Something odd occurred that quietly strengthened Alex O'Farrell's positive view. The woman turned to look right at him. So many were gazing at her and yet she returned the scrutiny of just one man, the one who, in his estimation, was sympathetic to her plight. That perception bowled him over. Yet he did not react as he might with any other, did not turn away or pretend that his gaze was accidental. He'd been found out, observed, and so confirmed his study of her by meeting her eyes for the few seconds that she returned his look, before her attention reverted to her companion. Mrs. McCracken soon shot a glance over her shoulder. So the young woman was asking about him, and now Mrs. McCracken conveyed a report.

A walking heartache for sure, Alex concluded, unless she happened to take to his son, in which case—and he was surprised by how convinced he became of an opinion he could only call rash—they'd be well suited for each other. For he knew Ryan as no one else did, better, perhaps, than the young man knew himself, and not merely as a father might know his son, although that aspect was involved. In Alex's mind, Ryan possessed a quality that transcended the familiar, setting him apart, a native intelligence he hadn't fully tapped into yet and, depending on life's circumstances, might never fully experience. He possessed a generosity of spirit—his wife, Ryan's mother, alerted Alex to this—as rare as it was precious, in her words, and as vital as it was undefined. The boy didn't know about any of that, Alex considered, pulling his gaze away from the woman out of courtesy while thinking also about his long-deceased wife. But a woman such as this one, if his instincts regarding both young people held true, could aid him with that discovery.

As the meeting was about to begin, Alex sensed that he was the one hot to trot here, vicariously, on behalf of his elder son, and even, strangely enough, on behalf of this new woman in town. He consciously reverted his attention to the meeting to see how the younger of his two sons might fare.

The retired mayor called the meeting to order and Alexander O'Farrell sensed the partisan tensions rise, one side of the room pitted against the other, as if they were all a pack of brawling in-laws at a shotgun wedding. “This could get interesting,” he whispered to those seated just ahead of him.

To bring people to order required more than the formality of pounding a gavel, although the former mayor of Wakefield, Anton St. Aubin, gave it a try. He was selected to be chairman due to his experience with similar gatherings, as the organizers prevailed upon the presiding mayor to step away from the task. No one wanted the discussion to seem controlled or even sponsored by any level of government. The meeting was meant to allow opposing factions into the same room to see what could be jarred loose from their mutual antagonism, to learn who could be placated and what could be done, if anything, to calm the waters.
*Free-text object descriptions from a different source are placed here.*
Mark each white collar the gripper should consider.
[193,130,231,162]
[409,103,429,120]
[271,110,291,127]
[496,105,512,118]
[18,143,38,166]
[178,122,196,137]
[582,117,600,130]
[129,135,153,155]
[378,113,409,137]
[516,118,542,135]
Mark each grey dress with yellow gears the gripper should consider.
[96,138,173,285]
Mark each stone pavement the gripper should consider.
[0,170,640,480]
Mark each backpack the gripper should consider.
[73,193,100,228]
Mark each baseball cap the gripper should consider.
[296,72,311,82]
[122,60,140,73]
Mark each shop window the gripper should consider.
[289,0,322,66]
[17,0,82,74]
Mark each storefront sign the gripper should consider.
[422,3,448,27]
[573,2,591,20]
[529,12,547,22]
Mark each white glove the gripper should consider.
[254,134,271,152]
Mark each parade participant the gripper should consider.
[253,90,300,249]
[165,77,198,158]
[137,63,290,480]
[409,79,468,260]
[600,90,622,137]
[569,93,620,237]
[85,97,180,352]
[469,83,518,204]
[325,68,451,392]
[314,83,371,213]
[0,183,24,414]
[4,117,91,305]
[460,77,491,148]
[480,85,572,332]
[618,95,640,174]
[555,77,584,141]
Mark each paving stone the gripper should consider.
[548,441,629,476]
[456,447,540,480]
Even, although this idea was deemed a pipe dream, to find solutions.

As anxious as the populace felt attending the meeting, many were not above treating it as a social outing. To get people to quiet down proved difficult. The old mayor finally resorted to virtual profanity. He roared into the microphone set before him on his table, “Everybody, will you just shut the”—he lingered for a breath to give people time to fill in the blank for themselves with the appropriate expletive, then titter, before he finished—“up.”

He'd won their attention.

The old mayor, a youthful seventy-five, albeit with a widower's characteristic malaise—spills on his tie, a crumpled shirt, for he'd sloughed off his jacket as the room warmed up, and he was in need of a haircut despite a shiny, liver-spotted pate—spoke with a smile.

“How's everybody doing tonight?”

Most everyone concurred that they were doing just fine.

He announced that dignitaries and professionals were to be introduced, and as he did so they joined him at the head table facing the congested room. Only outside officials sat at the table, provincial bureaucrats at one end, federal at the other. In the middle, closest to the former mayor and on either side of him, experts on bridges, on roads, on forestry, and on the economy converged, and while no one explained who employed them—“We're consultants,” the junior bridge expert attested—those in attendance could detect in the strangers' manner the long arm of government agencies.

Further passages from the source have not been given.